When I first read the diaries, I wanted to represent theatre on stage and had different ideas about how to do that. In the end, I decided to do a play within a play. Of course, I always want to include female voices. He mentioned Margaret Cavendish a few times in his diary. She was one of the really radical figures of the day. She had a free soul, but he didn’t approve of her. He was shocked by her. I thought, well, he didn’t see her plays because they weren’t produced because she was a woman, but I could produce one. And so I slipped it in. It’s very boiled down. I changed some of the language but I didn’t change any of the ideas because they’re really radical feminist ideas, and I wanted to bring that out.

You’ve said women today are still neglected like Cavendish. Are you and other women marginalised as choreographers?

We are very marginalised. If you go on the website of any major company hiring choreographers on a large scale, it’s predominantly men who are hired for the main stages. It’s been a big issue at the New York City Ballet, and in London. If you look at the bottom of the food chain, there’s tons of women. But not at the top.

Big Dance Theater has been compared with German Tanztheater: yet your work doesn’t really make one think of, say, Pina Bausch.

A long time ago, a presenter told me, “Big Dance is like American Tanztheater.” In the 1980s, I saw Pina Bausch for the first time at BAM and was very affected by her use of theatricality – by her use of clothing, her use of circumstance and relationships, her complete lack of interest in story. I feel a connection to all of that, but 17c is closer to theatre than to Tanztheater; I think they mesh in terms of their tools but they don’t feel the same when you see them.

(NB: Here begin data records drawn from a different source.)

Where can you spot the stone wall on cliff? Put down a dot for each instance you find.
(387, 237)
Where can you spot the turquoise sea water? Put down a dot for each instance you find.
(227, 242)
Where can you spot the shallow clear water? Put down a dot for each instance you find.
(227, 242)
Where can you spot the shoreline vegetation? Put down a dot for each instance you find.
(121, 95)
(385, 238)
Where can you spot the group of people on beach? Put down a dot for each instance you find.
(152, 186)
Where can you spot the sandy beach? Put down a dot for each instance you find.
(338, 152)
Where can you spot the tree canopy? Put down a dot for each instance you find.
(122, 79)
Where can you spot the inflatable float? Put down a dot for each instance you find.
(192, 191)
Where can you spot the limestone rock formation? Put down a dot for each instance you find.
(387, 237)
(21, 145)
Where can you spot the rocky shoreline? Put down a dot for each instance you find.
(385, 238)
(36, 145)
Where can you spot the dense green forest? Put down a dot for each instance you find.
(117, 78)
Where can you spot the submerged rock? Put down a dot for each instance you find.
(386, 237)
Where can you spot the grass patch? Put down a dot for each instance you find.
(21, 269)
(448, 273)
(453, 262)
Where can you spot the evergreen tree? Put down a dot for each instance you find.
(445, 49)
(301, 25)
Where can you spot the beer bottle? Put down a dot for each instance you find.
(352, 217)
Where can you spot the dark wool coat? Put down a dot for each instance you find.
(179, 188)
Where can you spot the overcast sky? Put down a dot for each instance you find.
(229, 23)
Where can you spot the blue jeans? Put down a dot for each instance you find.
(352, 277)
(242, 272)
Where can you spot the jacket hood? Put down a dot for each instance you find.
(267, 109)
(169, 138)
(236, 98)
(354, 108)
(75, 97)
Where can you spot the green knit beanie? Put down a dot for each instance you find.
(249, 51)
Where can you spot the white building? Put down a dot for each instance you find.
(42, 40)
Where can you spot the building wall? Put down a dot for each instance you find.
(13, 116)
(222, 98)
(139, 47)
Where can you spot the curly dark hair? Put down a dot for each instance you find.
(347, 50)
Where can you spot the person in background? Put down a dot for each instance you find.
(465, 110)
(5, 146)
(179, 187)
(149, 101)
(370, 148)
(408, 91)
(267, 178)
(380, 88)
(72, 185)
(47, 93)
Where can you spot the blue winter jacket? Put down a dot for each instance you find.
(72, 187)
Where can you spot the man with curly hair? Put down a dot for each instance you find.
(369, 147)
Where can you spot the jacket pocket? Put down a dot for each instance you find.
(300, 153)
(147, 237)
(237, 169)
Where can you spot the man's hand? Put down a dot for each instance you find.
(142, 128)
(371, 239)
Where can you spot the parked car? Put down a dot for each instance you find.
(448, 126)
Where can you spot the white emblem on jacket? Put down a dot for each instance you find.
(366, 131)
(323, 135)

What has been most striking about audiences’ response to 17c?

Because of #MeToo, the sexual aggressiveness became the focus. That was fascinating because I don’t make “political work”. I’m sceptical of that. But I was also pleasantly surprised that people found it profoundly emotional, and you know what? I want them to find it emotional. Even though I come from the post-modern, where the content is the body and space, I still find myself liking that people are experiencing feelings while they’re watching it!